Collaborations

The pedagogical expeimentation in urban marginalised neighborhoods is linked with the larger aim of impacting the wider arena of education practices and interventions for the marginalised. Ankur disseminates the learnings from its practice to promote child-centred pedagogy in varied contexts. This includes collaborations and interactions with government schools, university departments, educational bodies and institutions, organisations and networks.Contribution to Critical Pedagogy

Collaboration with government school
The aim of the collaboration is to demonstrate how school can become a nurturing space for children and how classrooms can become spaces that invite and value children’s expression. Together with the teachers, we build a pedagogical practice that makes classroom interactions interesting and collaborative and engages children in co-construction of knowledge.  The intervention involves rethinking concepts of text, space and neighbourhood in school education. The collaboration underlines the infinite potential of children, locality as an educational resource, and the possibilities in teachers and school.  Read more

Bachelor of elementary education department, Delhi University
Ankur takes the colloquia on ‘Story telling and children’s literature’ with students of Bachelor of Elementary Education. The sessions aim to communicate that the role of storytelling and children’s literature is not just to develop reading-listening skills but to promote agency within the learner while they are listening and reading. Active listening and active reading involves encouraging learners to make meaning. To help learners go through such a process, the teacher trainees go through the processes themselves.  Some of the themes include what is children’s literature, children as authors, drawing upon children’s literature as a resource in class-room.

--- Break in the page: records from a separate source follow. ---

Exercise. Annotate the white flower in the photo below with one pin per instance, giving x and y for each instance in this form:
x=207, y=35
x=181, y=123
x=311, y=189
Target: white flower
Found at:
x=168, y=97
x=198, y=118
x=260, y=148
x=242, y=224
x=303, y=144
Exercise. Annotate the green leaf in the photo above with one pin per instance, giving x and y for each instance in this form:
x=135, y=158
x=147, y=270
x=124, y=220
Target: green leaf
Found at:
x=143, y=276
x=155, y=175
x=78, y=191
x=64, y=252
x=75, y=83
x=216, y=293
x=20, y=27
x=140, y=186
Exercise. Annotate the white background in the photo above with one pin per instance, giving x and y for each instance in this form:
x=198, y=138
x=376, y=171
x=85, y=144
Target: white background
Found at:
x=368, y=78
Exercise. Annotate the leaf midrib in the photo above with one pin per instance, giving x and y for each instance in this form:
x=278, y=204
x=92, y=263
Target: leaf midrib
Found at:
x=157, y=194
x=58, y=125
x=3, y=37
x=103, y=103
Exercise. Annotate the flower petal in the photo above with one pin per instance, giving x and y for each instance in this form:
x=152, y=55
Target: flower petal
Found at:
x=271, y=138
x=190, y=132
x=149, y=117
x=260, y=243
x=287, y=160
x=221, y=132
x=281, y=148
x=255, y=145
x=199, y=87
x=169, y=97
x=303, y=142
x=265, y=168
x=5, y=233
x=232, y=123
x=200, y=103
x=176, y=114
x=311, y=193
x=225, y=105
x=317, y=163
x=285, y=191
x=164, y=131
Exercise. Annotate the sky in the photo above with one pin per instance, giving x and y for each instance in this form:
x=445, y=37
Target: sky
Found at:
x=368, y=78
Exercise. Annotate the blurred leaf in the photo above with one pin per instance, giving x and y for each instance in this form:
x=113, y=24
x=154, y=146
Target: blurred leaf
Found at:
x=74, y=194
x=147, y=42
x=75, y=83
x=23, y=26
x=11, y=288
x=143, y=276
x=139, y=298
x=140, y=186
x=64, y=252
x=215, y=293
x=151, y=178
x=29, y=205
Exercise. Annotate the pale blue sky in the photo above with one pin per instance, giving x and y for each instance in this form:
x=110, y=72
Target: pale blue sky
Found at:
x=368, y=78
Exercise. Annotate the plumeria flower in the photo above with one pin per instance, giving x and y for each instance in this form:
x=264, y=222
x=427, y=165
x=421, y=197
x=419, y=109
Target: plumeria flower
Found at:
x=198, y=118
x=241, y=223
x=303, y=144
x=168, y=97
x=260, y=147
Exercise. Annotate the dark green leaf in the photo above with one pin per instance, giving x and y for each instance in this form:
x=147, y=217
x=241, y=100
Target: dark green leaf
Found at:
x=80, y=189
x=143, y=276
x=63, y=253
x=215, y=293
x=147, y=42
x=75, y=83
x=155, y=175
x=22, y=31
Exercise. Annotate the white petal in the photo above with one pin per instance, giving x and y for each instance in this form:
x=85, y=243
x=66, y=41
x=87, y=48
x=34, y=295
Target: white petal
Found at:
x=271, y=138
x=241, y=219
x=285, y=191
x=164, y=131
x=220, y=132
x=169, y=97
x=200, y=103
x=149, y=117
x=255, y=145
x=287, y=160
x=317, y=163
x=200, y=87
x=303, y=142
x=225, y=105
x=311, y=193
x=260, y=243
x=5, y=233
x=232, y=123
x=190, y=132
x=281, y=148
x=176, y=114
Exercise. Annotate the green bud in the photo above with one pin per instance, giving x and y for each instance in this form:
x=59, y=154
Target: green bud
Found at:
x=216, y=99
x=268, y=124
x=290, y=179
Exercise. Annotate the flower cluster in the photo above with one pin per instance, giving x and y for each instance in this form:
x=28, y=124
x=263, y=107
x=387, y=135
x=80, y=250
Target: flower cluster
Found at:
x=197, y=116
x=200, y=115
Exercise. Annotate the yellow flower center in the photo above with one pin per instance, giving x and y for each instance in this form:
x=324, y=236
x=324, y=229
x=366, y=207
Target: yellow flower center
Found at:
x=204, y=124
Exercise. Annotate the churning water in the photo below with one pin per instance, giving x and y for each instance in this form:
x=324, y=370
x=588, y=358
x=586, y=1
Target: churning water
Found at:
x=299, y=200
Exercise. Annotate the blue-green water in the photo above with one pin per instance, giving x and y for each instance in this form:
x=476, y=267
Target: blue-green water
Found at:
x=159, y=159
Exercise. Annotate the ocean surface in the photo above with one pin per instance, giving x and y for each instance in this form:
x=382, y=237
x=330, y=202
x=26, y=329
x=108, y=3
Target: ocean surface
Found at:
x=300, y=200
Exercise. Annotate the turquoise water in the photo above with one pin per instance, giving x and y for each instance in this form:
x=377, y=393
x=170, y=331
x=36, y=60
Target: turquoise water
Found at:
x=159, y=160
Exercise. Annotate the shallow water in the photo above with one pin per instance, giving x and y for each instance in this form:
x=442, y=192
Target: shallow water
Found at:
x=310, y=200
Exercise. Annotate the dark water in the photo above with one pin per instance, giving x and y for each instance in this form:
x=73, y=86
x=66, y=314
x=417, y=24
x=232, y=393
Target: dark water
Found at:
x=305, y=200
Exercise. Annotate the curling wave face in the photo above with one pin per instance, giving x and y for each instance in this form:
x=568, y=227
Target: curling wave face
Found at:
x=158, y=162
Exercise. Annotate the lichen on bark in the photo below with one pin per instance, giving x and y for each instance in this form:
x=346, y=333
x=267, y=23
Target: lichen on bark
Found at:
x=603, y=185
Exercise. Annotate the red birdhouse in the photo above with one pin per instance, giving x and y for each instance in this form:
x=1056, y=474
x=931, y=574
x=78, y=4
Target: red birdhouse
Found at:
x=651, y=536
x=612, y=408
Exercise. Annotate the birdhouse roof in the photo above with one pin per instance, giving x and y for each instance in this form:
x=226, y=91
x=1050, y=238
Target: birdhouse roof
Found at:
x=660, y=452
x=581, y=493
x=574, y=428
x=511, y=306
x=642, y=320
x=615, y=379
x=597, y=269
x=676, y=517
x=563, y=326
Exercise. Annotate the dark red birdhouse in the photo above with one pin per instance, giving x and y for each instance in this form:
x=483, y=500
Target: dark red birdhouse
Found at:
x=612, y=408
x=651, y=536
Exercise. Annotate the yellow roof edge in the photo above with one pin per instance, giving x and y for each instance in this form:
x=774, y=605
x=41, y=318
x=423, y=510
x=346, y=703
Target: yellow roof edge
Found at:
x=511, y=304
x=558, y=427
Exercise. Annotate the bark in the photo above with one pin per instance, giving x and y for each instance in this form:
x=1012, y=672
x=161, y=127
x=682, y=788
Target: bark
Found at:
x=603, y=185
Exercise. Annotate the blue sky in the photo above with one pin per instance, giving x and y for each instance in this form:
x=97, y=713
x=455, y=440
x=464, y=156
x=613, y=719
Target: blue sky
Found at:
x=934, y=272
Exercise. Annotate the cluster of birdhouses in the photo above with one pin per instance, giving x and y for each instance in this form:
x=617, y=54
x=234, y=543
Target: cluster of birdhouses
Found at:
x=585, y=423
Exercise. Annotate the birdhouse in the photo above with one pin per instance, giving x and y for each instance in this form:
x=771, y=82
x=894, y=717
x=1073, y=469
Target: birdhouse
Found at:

Collaboration with department of social work
The collaboration with departments of social work seeks to engage with the thinking of a professional in the making. It presents alternative perspectives and practices of working with children, young people and the communities in working class settlements. Interventions that do not view these settlements and their inhabitants in terms of lack, and engage them in creative process and knowledge building. The multi-level engagements with departments of social work include – resource inputs in orientation programs, field work placements, research guidance, interactions with faculty and presentations at seminars.

Linkages with initiatives
All opportunities are taken up for learning and exchange  with other educational and development initiatives working in varied contexts on child-rights, education, child labor, gender justice, youth empowerment and community development. This is done through participation meetings and consultations, presentations at seminars, capacity building workshops, and providing resource inputs in events.

The Right to Creativity initiative has been launched to inject the recognition of children’s creativity in the discourse on child rights and pedagogy. Creativity needs to be seen as an inalienable right of the child. There is a need for learning spaces that nurture children’s creativity and challenge them to explore and express their potential. The creative expressions in different media forms, emerging from right to creativity workshops and events are taken to wider audiences in neighborhoods, schools, organizations and various other platforms. Learnings from these processes feed into the dialogue with  collaborators, child rights organizations, academic institutions and others.